What drives people to spend excess on bikes in hopes to ride faster, further, and longer, is their love for the sport. Some might find themselves disappointed that you can’t buy what building strong legs and cardio can give you for free. Others may fall deeper in love with cycling after these purchases. That is not to say that loving what you already have, an old trusty steed, is less admirable in any way.

It’s up to the individual to choose what they find value in, and how much they want to invest or sacrifice for it.

Conclusion

Losing weight (without losing too much muscle) will get you better results than buying carbon bike parts.

I might be slightly overweight and undertalented, but cycling is a passion that I’m happy investing into because it adds value to my life.
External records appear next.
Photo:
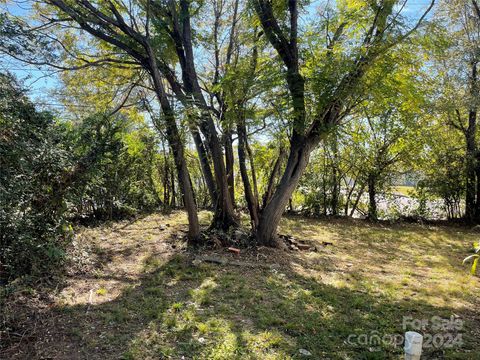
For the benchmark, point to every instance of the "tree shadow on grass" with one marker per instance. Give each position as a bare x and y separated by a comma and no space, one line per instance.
225,312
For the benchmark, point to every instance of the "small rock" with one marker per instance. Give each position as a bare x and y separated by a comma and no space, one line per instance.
305,352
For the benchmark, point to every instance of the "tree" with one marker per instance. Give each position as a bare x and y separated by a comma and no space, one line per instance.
338,79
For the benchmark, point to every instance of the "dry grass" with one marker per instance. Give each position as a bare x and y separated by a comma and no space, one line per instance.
144,299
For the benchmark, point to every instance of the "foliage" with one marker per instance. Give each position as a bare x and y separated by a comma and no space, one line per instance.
33,229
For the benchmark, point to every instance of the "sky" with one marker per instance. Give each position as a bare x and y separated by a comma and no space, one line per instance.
41,81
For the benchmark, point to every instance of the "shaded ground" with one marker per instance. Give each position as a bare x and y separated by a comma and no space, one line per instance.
137,295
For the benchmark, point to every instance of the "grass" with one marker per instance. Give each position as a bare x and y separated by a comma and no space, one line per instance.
156,304
403,190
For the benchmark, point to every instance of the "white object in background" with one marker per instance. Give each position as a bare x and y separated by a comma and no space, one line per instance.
413,345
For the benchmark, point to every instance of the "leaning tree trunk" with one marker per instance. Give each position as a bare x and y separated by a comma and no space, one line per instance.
372,202
252,200
175,142
204,164
470,137
272,213
229,163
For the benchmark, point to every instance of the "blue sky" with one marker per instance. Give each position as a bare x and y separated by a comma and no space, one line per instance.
41,82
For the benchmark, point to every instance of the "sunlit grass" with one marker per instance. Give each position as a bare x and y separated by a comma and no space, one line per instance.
365,282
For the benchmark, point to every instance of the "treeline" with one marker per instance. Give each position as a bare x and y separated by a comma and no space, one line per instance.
55,172
242,105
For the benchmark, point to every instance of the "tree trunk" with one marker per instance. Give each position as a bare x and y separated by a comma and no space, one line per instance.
204,164
335,177
175,141
273,175
470,137
372,202
229,163
272,213
224,216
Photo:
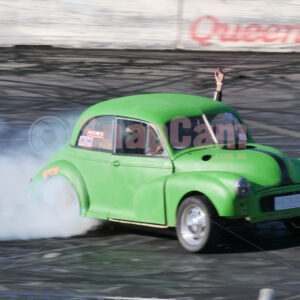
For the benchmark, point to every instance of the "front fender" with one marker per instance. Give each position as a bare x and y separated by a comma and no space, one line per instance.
70,172
218,187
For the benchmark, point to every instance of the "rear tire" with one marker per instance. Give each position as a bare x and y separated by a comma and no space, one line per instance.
293,225
198,226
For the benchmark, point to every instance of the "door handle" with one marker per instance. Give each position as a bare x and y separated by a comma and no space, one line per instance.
115,163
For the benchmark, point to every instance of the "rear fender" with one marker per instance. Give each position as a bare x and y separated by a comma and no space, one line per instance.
69,171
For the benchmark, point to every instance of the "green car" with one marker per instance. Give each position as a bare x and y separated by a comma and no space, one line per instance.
172,160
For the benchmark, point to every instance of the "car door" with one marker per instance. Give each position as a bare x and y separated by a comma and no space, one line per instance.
91,156
139,167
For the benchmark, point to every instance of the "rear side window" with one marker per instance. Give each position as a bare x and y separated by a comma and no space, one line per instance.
138,138
97,134
131,137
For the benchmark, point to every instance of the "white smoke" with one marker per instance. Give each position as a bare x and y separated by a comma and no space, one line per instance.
55,213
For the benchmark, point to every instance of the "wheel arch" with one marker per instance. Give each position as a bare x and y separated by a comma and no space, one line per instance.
183,185
70,172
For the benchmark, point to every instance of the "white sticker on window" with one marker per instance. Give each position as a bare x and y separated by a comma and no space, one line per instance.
242,136
229,116
96,133
85,141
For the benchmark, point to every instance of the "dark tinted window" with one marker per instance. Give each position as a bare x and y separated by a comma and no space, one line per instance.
131,137
97,134
138,138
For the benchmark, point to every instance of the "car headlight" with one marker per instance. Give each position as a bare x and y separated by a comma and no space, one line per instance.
242,187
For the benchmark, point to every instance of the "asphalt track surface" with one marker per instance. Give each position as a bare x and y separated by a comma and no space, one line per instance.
134,262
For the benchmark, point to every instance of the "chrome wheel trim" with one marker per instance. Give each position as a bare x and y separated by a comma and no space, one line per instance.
193,224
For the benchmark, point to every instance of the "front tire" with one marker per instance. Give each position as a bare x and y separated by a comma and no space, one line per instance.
197,224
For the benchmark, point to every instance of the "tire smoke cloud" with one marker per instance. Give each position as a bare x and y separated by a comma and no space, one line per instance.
23,214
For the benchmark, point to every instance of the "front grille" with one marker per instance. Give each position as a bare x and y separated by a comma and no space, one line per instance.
267,202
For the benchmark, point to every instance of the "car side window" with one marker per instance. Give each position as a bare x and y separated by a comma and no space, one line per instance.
97,134
137,138
154,146
131,137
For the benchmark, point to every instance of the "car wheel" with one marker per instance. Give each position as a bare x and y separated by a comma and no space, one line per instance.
293,225
197,224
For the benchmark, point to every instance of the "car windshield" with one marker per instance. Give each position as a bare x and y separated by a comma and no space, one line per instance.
221,128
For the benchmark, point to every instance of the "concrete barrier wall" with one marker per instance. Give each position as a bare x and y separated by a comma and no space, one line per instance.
224,25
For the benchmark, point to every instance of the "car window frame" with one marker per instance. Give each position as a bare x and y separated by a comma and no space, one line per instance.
147,124
94,149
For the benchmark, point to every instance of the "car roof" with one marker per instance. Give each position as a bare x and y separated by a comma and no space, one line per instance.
156,108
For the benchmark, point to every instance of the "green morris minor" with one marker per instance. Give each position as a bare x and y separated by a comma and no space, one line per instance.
172,160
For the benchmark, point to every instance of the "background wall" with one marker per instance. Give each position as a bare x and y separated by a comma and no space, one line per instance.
225,25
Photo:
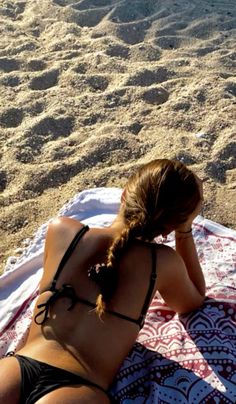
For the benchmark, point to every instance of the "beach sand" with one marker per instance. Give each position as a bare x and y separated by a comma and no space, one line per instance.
91,89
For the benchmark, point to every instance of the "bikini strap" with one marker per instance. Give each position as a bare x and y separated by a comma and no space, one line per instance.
67,255
152,282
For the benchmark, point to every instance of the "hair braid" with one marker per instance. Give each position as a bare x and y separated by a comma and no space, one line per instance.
108,281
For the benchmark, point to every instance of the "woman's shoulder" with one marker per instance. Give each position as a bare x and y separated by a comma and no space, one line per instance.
60,232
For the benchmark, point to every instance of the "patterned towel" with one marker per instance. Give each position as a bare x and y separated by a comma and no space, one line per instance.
176,359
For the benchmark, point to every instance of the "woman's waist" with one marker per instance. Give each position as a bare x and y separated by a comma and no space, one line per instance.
70,358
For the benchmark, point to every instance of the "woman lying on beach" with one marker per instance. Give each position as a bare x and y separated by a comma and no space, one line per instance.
98,284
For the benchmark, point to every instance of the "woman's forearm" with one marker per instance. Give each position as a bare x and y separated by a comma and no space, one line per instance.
185,246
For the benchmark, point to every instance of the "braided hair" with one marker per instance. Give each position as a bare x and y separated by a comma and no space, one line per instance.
158,197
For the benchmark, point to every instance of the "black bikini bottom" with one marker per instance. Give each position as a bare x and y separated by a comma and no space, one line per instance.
39,378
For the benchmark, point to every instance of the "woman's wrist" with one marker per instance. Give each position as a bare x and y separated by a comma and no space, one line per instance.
184,228
184,231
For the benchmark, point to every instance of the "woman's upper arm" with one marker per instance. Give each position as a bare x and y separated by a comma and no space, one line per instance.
175,286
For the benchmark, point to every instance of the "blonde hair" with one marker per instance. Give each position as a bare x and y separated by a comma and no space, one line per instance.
158,197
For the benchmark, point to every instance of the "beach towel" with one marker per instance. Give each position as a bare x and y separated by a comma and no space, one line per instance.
176,358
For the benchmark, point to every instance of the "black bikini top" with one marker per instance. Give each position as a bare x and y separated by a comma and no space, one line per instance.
68,291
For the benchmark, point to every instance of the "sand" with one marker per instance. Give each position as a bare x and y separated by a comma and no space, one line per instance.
91,89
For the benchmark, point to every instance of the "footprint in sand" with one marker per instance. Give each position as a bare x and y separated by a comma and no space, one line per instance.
155,96
10,81
132,33
12,9
147,77
9,65
45,81
230,90
97,83
11,118
225,160
36,65
48,129
117,50
145,52
3,180
126,12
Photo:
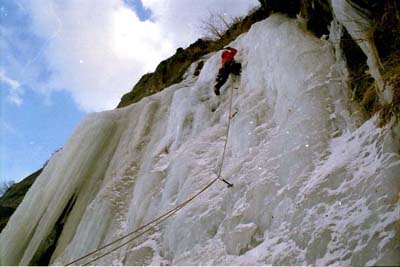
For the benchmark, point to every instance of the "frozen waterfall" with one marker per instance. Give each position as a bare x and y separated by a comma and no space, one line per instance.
314,182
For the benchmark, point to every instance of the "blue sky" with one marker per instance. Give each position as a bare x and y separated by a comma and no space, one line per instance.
61,59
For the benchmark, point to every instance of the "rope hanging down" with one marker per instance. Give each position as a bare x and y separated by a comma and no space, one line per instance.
165,216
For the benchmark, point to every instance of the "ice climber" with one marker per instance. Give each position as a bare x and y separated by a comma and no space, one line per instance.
229,65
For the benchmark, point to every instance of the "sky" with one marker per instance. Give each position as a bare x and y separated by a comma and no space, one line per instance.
62,59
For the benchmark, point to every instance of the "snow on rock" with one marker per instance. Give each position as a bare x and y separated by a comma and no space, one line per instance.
312,185
357,22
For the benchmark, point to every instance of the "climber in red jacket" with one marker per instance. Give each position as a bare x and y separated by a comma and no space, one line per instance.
228,66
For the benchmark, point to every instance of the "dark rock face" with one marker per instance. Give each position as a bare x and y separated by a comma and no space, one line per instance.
171,70
14,196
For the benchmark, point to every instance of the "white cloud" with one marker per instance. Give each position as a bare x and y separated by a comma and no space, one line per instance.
98,49
14,90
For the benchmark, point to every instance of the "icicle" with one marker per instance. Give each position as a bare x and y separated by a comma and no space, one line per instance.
360,27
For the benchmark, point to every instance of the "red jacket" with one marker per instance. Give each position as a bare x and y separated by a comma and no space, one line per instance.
228,56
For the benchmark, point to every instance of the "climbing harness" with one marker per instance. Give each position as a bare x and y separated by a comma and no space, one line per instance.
151,225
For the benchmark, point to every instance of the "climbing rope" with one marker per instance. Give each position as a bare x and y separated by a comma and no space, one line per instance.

At one point I was convinced that carbon would “take my cycling to the next level” — which is funny because I don’t even compete. While my knowledge of bike parts, maintenance and mechanics has doubled, this is not what I originally intended. I’m roughly at the same fitness level. Sure, I can do more with less effort, but any saved effort is spent on pushing to go even harder, which actually burns me out just as fast if not more.

My years-long recurring strain/overuse injuries have subsided a little since the carbon bike does make it easier. Though they will flare back up when I push too hard, which is often when you’re on such a bike that encourages speed.

Losing weight (without losing too much muscle) will get you better results than buying carbon bike parts. This only applies to the overweight. If you’ve tried that but were only able to keep the weight off for a year, that’s because restrictive diets suck and cannot be sustained if you’re a connoisseur of various culinary arts. Food brings me as much joy as cycling does.

If I could go back I would change only a little, if only to get to a similar end result, but with less pain. For a budget-friendly redo, I’d probably go carbon seatpost first, then wheel upgrade, then new bike or frame.